The previous meta-analysis [44] studied the efficacy and safety of PCSK9 inhibitors in a slightly different manner, as they considered all-cause mortality, cardiovascular-specific mortality, MI, coronary revascularization and ischemic stroke as efficacy outcomes. While their safety endpoints were drug discontinuation, neurocognitive adverse events, liver enzymes elevation, allergic reactions, haemorrhagic stroke, rhabdomyolysis, new onset of diabetes mellitus and injection site reactions.

Our findings matched with those of the previous meta-analysis [44] in terms of all-cause mortality, cardiovascular-specific mortality and MI. According to the study, PCSK9 inhibitors did not improve both all-cause and cardiovascular-specific mortality while significantly reducing MI incidence. They did, however, observe a considerable improvement in coronary revascularization, which contradicts the findings of the current analysis. This could be due to the several differences between the two studies stated above.

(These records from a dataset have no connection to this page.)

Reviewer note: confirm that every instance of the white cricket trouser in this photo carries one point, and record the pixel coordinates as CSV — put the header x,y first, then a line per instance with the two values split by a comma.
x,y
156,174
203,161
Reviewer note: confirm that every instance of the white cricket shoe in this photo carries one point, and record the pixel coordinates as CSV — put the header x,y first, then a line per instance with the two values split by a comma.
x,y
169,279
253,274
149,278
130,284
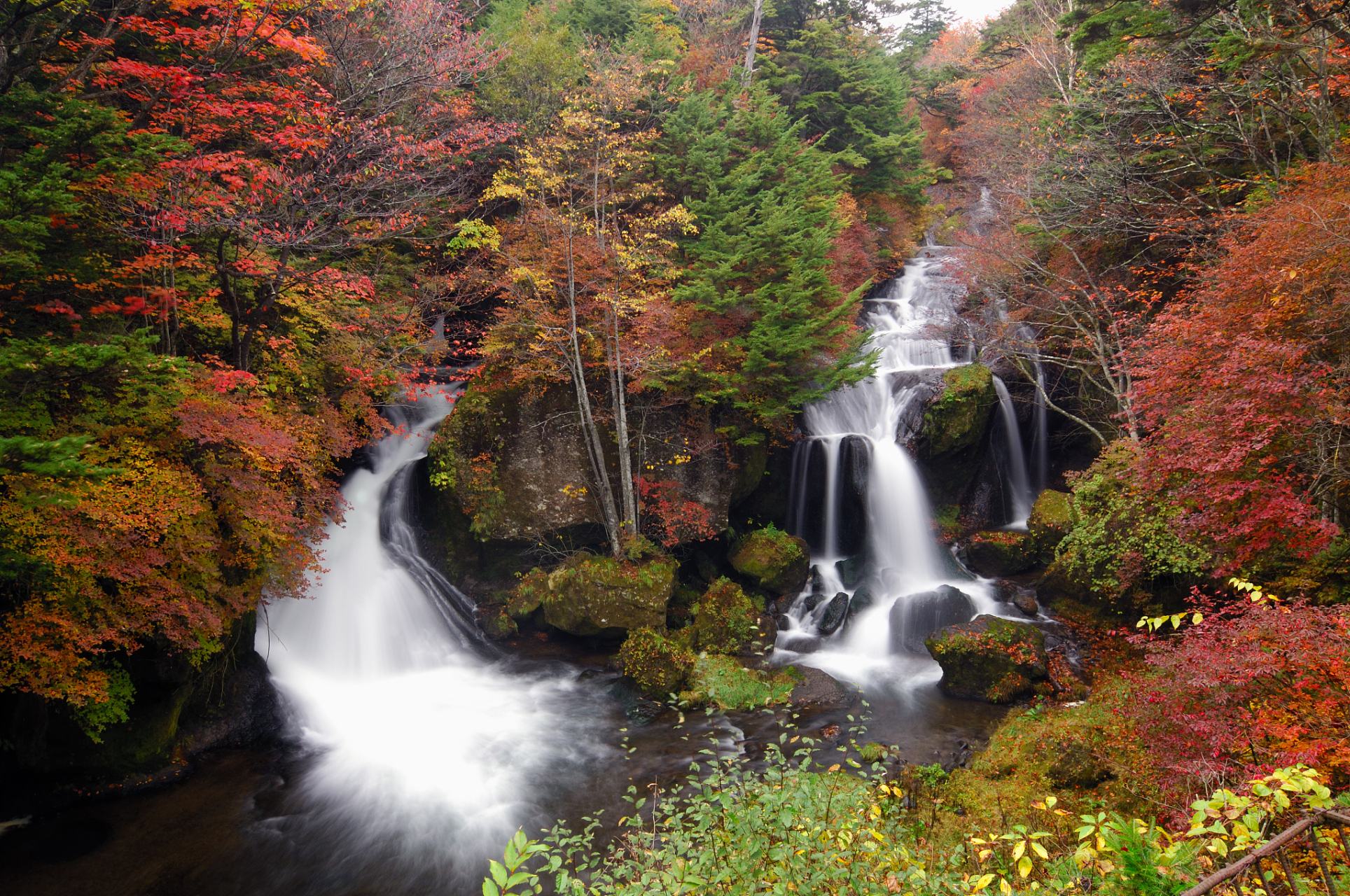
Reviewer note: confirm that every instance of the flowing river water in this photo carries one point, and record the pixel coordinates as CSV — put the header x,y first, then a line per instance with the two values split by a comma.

Another study strength is the vast number of trials included (11 RCTs), with a very powerful sample size (24,732 patients), from various locations and durations. This may demonstrate the actual effect of these medications despite the different settings of included trials.

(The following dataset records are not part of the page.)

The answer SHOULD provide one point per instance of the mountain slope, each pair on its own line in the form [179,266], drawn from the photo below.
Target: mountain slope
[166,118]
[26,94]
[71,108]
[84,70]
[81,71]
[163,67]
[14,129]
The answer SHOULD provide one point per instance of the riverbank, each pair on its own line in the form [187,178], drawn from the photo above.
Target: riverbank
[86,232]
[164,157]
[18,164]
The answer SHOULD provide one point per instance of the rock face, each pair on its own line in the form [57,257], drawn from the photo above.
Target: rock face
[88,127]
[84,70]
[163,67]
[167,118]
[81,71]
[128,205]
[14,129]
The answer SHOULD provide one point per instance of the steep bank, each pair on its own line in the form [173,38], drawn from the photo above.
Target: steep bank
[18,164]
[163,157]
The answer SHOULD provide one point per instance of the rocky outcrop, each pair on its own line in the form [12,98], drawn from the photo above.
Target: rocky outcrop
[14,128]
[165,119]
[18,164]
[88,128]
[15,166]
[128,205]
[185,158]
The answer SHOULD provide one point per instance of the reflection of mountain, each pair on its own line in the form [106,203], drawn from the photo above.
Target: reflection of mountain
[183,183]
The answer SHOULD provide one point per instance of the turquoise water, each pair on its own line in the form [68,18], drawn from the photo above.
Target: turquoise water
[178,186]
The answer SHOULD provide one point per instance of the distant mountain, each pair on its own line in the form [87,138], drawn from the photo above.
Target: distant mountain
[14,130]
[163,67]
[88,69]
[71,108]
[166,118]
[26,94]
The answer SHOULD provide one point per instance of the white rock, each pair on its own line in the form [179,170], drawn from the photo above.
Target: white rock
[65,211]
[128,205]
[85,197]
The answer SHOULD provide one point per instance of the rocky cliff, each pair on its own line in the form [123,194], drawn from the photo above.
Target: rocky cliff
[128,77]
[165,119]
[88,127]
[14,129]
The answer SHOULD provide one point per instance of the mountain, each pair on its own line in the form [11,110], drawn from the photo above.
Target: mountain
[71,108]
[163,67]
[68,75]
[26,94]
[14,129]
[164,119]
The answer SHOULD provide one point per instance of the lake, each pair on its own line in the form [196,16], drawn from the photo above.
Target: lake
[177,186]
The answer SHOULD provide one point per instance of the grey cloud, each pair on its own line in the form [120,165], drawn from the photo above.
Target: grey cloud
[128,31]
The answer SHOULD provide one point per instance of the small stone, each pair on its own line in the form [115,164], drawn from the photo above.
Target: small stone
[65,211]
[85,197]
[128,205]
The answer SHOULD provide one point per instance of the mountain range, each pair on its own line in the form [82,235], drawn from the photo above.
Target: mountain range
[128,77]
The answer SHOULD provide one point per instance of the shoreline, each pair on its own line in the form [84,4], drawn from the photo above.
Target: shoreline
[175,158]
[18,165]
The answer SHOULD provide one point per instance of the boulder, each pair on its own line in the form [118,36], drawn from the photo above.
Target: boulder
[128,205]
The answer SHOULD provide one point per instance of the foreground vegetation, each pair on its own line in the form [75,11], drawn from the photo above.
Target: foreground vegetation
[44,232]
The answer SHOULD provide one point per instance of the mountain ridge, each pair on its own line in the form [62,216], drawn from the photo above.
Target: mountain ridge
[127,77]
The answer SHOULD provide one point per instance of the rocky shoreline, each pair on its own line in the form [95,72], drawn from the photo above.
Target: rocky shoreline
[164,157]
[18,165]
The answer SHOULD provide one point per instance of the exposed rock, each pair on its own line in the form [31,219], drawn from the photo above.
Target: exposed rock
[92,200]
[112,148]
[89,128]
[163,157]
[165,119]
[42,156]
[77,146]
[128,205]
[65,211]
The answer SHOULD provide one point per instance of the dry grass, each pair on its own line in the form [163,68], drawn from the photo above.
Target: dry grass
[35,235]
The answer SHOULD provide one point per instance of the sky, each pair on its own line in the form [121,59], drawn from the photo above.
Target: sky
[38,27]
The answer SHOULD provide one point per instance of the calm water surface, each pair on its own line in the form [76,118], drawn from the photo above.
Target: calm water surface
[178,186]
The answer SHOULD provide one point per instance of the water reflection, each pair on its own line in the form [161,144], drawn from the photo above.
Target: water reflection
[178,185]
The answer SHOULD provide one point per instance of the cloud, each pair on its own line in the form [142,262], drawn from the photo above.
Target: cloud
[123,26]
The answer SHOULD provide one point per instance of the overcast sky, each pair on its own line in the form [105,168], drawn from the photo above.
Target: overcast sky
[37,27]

The results of our study indicate that PCSK9 inhibitors could be prescribed for patients with ACS in addition to the standard regimen regarding their vast effect on lipid biomarkers, including, but not limited to, a reduction in LDL-C and TC levels and an increase in HDL-C levels. Moreover, PCSK9 inhibitors has a safe profile with no major cardiovascular events and a favourable effect in reducing the incidence of MI and cerebrovascular events. Together, these effects highlight the potential pharmacological benefits of PCSK9 inhibitors in patients with ACS. Regarding clinical research, we recommend further RCTs to address the current issue with longer follow-up time, since 37.6% of the control group in Koskinas et al. achieved target LDL cholesterol values. So, we need an update on how much we expect PSCK9i will benefit from additional LDL-C lowering effect. Long-term studies are lacking in current literature.

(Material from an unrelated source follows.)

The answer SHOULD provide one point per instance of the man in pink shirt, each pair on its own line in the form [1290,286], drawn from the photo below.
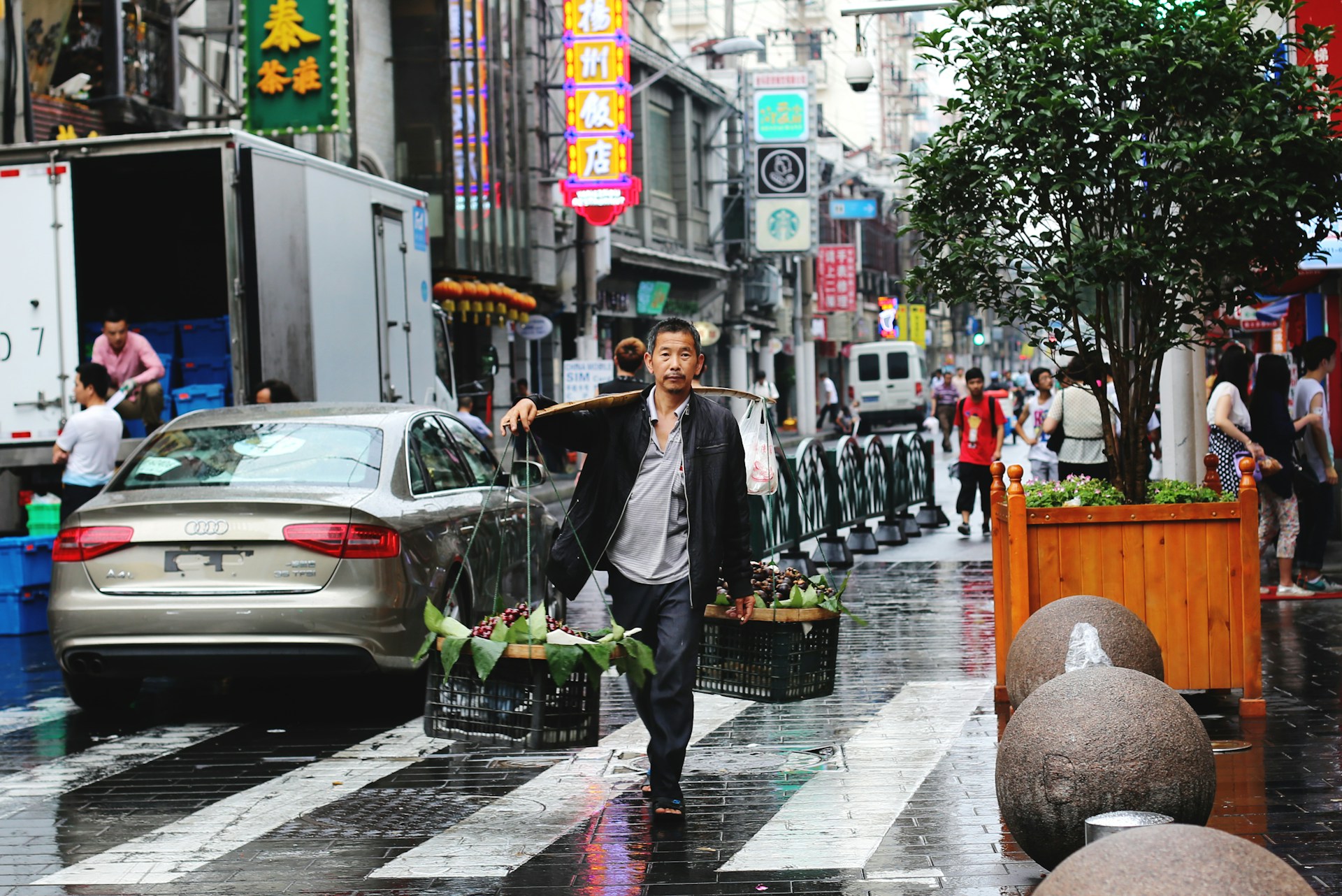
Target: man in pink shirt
[134,369]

There are several important limitations of our study that we must address. First, the current findings are constrained by the intrinsic limitations of the included RCTs in terms of study design, sample size, definitions, risk of bias and event detection. Second, the inclusion, exclusion criteria, doses of intervention and periods of follow-up were not homogeneous throughout the included RCTs. Third, although we justified them, the elevated values of heterogeneity that were detected between the included RCTs, particularly in terms of efficacy outcomes, are considered a limiting factor. Fourth, whereas the majority of patients in this meta-analysis received high-intensity statin therapy, some received other lipid-lowering medications due to statin intolerance or other factors. Fifth, we observed a scarcity of data that discusses the safety outcomes among the majority of included RCTs.